Nadie sabe muy bien a qué se debe el rasgo antropológico femenino por el cual a un elevado porcentaje de mujeres les encanta ir de compras. Las teorías más reputadas sostienen que se trata de un comportamiento que tiene su origen en diferentes razones: bioquímicas, culturales, psicológicas. El hipotálamo de la mujer, según algunos especialistas, segrega una enorme cantidad de oxitocina (la hormona de la afectividad) ante el reclamo de las novedades, las rebajas, las gangas y las ocasiones.

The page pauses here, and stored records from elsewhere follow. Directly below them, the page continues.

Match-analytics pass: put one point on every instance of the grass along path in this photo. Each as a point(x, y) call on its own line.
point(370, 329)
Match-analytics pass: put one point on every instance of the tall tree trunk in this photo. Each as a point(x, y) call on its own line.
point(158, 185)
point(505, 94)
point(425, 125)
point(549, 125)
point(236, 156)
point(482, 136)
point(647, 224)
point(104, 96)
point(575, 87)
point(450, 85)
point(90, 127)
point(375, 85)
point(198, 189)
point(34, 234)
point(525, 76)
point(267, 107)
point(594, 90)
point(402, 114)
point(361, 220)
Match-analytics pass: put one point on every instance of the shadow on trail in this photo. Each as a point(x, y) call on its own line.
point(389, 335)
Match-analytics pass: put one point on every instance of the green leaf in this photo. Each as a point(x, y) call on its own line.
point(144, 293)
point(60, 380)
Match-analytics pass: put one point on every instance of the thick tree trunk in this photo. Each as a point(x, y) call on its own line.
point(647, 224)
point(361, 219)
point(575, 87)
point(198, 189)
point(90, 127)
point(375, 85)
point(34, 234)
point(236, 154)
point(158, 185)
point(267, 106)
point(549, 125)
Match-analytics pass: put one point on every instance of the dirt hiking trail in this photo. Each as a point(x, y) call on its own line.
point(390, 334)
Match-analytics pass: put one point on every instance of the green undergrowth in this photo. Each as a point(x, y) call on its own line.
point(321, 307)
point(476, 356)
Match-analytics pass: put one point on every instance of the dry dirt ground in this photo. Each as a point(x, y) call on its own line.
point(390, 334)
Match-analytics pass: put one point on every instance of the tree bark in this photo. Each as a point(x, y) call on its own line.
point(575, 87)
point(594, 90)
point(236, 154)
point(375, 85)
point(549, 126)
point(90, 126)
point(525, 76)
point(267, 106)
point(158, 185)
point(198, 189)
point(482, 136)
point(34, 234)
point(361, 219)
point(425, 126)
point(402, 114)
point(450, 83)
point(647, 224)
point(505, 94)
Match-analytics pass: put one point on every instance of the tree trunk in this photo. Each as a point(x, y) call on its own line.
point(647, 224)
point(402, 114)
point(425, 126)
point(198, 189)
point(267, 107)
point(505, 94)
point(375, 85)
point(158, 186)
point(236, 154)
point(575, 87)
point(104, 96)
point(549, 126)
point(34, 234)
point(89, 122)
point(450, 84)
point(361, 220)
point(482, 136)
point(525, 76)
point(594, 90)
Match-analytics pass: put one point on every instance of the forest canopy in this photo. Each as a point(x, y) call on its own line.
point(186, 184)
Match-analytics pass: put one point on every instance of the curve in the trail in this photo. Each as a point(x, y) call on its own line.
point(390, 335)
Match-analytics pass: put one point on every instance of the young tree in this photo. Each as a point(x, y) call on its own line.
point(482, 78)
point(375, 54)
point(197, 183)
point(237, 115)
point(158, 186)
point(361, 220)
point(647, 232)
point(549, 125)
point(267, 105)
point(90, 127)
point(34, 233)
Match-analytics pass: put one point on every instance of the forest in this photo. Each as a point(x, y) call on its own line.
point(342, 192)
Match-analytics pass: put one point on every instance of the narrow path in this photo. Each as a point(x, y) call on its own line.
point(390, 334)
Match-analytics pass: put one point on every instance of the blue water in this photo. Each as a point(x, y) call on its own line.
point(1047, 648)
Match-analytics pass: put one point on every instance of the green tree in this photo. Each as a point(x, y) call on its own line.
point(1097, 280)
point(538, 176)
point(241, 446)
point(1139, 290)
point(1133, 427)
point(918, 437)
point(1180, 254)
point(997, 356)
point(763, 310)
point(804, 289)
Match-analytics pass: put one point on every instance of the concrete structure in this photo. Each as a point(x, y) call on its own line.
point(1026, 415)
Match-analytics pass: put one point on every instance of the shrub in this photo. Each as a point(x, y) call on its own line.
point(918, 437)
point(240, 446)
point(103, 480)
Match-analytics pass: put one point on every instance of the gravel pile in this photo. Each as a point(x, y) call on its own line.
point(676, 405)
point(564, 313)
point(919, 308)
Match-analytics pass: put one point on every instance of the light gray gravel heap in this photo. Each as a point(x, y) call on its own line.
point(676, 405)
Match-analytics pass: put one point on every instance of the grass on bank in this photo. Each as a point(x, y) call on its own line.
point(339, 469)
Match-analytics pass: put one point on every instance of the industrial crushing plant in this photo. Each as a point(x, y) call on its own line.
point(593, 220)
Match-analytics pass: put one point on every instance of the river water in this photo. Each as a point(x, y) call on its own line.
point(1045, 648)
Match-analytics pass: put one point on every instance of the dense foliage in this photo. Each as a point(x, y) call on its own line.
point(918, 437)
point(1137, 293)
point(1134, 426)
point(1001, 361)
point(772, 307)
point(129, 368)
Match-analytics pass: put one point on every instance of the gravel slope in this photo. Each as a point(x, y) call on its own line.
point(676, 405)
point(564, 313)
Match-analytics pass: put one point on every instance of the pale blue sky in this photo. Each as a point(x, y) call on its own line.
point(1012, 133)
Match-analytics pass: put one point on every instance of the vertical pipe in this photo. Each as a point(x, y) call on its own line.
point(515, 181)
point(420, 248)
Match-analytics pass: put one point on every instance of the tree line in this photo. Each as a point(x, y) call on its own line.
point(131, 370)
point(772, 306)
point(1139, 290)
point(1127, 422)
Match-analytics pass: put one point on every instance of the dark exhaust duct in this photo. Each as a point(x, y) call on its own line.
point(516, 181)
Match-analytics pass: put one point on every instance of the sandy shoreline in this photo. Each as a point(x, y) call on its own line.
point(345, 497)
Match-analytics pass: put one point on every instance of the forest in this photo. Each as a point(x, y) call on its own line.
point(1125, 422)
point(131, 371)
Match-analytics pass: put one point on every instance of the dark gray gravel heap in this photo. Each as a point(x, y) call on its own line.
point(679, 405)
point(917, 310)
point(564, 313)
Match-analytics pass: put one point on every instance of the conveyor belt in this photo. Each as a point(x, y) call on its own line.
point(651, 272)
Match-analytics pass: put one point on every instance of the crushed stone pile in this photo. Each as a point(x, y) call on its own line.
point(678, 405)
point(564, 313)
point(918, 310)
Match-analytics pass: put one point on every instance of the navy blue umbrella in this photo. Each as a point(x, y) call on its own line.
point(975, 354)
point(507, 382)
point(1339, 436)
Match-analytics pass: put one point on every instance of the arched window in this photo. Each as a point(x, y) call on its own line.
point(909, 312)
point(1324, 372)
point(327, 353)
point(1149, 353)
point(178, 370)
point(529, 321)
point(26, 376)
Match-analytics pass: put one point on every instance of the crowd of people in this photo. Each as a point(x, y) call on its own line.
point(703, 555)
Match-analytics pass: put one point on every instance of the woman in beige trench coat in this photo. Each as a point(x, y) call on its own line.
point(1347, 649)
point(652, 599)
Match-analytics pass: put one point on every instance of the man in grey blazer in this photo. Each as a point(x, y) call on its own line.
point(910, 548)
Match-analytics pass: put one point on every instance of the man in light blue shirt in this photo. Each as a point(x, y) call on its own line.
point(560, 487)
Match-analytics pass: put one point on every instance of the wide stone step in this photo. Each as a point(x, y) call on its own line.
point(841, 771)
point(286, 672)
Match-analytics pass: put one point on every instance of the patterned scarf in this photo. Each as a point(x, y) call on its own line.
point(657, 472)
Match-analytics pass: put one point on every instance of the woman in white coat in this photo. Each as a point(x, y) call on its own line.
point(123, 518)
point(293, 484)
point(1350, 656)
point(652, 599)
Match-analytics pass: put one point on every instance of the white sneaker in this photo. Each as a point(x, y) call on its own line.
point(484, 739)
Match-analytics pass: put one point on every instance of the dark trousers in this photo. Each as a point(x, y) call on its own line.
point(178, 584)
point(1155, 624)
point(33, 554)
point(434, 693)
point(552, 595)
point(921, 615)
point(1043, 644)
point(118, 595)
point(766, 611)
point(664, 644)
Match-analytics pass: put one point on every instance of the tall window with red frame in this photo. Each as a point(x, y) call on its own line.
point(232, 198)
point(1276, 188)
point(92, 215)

Desde el punto de vista matrimonial, los maridos son elementos útiles en la ceremonia de ir de compras: en primer lugar, como porteadores de las bolsas y los paquetes; y, en definitiva, como elementos reguladores del rito, según el grado de disgusto que sospechen en ellos las mujeres. Las compras suelen durar lo que tarda una pareja en enfadarse de manera irreconciliable hasta la siguiente reconciliación.

Confieso que a mí me gusta ir de compras, sobre todo por observar a mis colegas durante uno de tantos trabajos del amor. Lo cierto es que me producen mucha ternura. Los veo a veces en la puerta de Zara, como perrillos atados a un árbol, aullando y fumando hasta que vuelven sus dueños. En ocasiones me los cruzo, en estado de shock postraumático, sin saber a dónde se dirigen, por la planta de lencería de El Corte Inglés, tratando de no parecer degenerados en busca de fetiches eróticos. Junto a las cortinas de los probadores, sudorosos y alicaídos, con el alma en un puño, porque falta tan sólo media hora para que empiece la semifinal de Champions. Derrotados en las zapaterías (con cinco sandalias del pie derecho entre las manos); hundidos en las interminables colas de las cajas; esperando en el coche, en doble fila, soportando la ira municipal y espesa de los agentes de tráfico. Sí, los he visto.

Los maridos, de compras –mis semejantes, mis hermanos- despiertan mi solidaridad humana. Me suelo acercar a ellos, ponerles la mano en el hombro, pronunciar unas palabras de ánimo, darles conversación deportiva o política, llevarlos a la cafetería de la sexta planta e invitarlos a una bebida energética. No te preocupes, compañero, –les digo a los maridos desorientados-, esto también pasará: faltan cinco minutos para que cierren.